Pour info : la leçon de musique télévisée citée plus haut est sortie en dvd dans la collection « les leçons particulières de musique », chez Harmonia Mundi. Un documentaire exceptionnel, à mon humble avis…
Sinon, je ne possède que « les plus belles sonates » (erato) de Scarlatti, par S. Ross, donc forcément, je rêve d’écouter la fameuse intégrale. J’ai vu qu’elle ne se trouve aujourd’hui que d’occasion, auriez-vous des infos quant à sa disponibilité ou sa réédition?
J’avais effectivement vu ces jours-ci que cette fameuse leçon de musique est parue en DVD.
L’autre intégrale, que je possède, est celle de Peter Jan-Belden, elle a été bien accueillie par la critique et je dois dire que je l’apprécie beaucoup. Je pense qu’il fallait oser publier cette intégrale alors que celle de Scott Ross fait référence sans doute pour longtemps encore. Mais ce n’est pas parce qu’on a atteint un sommet avec Scott Ross qu’il faut ne plus sortir un seul disque des sonates de Scarlatti.
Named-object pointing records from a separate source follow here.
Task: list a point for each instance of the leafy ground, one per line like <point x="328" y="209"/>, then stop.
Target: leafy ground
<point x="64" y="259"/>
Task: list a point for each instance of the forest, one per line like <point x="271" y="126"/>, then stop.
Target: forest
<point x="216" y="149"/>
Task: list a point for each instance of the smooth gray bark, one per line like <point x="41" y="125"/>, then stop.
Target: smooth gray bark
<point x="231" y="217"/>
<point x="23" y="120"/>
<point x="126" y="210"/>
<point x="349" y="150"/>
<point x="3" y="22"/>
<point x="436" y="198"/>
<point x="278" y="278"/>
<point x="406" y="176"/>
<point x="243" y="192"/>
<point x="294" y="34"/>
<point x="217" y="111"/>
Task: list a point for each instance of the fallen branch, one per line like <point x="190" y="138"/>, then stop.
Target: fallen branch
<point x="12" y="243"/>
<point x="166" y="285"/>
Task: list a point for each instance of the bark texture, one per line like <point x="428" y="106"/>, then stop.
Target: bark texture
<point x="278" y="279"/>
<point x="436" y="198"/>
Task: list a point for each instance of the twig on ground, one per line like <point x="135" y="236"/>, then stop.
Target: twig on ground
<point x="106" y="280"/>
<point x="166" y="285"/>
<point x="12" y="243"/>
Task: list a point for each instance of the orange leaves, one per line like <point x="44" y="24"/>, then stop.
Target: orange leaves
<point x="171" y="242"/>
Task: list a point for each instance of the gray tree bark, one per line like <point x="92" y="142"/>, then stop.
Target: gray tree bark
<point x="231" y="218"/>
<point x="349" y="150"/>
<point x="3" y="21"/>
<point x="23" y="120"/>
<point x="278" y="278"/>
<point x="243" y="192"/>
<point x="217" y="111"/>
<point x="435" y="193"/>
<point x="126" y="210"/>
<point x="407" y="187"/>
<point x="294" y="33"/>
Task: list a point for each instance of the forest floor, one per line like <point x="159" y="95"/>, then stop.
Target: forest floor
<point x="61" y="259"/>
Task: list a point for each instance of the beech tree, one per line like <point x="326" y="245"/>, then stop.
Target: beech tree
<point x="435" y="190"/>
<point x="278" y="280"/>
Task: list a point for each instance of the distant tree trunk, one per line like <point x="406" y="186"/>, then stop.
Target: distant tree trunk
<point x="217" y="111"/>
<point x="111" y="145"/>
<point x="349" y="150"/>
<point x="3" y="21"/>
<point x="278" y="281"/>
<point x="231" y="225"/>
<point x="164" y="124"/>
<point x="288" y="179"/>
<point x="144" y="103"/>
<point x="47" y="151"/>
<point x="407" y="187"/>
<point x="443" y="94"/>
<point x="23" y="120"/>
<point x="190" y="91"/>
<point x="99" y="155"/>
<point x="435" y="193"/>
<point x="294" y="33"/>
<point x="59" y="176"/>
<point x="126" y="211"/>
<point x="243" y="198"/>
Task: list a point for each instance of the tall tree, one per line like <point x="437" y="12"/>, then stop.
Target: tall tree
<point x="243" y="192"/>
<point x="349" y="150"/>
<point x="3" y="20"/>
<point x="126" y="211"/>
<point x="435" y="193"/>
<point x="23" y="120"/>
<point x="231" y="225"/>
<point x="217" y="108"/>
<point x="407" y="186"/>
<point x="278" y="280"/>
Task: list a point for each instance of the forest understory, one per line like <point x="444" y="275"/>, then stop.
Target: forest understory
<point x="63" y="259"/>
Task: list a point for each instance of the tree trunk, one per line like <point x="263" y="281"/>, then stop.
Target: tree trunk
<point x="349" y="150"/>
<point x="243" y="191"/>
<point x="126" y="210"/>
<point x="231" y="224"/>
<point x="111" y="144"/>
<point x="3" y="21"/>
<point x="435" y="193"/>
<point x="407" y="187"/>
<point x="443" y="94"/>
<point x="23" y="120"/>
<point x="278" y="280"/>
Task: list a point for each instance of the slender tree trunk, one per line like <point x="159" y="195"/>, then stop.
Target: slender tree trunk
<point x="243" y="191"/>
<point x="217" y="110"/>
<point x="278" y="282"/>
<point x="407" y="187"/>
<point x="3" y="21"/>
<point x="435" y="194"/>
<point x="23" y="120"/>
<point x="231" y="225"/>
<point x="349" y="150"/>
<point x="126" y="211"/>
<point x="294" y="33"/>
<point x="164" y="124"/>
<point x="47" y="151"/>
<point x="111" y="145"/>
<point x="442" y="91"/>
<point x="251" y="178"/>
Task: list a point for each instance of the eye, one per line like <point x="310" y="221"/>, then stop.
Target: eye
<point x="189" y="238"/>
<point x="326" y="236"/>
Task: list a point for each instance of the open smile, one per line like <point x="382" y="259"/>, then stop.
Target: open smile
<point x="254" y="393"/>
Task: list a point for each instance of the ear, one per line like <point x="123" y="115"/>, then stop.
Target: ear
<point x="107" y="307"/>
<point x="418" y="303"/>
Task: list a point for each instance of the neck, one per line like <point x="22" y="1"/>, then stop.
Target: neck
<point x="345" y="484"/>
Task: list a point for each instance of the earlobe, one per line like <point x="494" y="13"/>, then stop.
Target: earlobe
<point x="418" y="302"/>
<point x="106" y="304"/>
Sinon, on aurait plus jamais enregistré une symphonie de Beethoven depuis les enregistrements de Führwängler.
Heureuse de trouver ce blog (mais je ne sais pas du tout comment ça fonctionne ), ne connaissant personne avec qui partager ma fascination car c’est de ça qu’il s’agit :mon oreille qui ne supportait pas » le crincrin « du clavecin y voit maintenant dès les premières notes toutes les merveilles dont parle Scott Ross dans le dvd (ces cornes retournées !)et transforme en modernité (les wagons Pullman de la sonate K 209 je crois ) ce son qu’avant lui je trouvais vieillot. L’enregistrement de Scarlatti sur piano me semble plus fade,ce qui ne m’empeche pas de les jouer très mal au piano pour mon plus grand plaisir .
Geneviève, bienvenue sur ce blog ! Il faut sans doute du temps pour dépasser le côté « crincrin » du clavecin. Et même quand on s’y est habitué et qu’on en pense en avoir découvert les subtilités, il ne faut pas en écouter trop longtemps. Je crois que Scott Ross lui-même disait qu’il est difficile d’écouter plus de 20 mn par jour.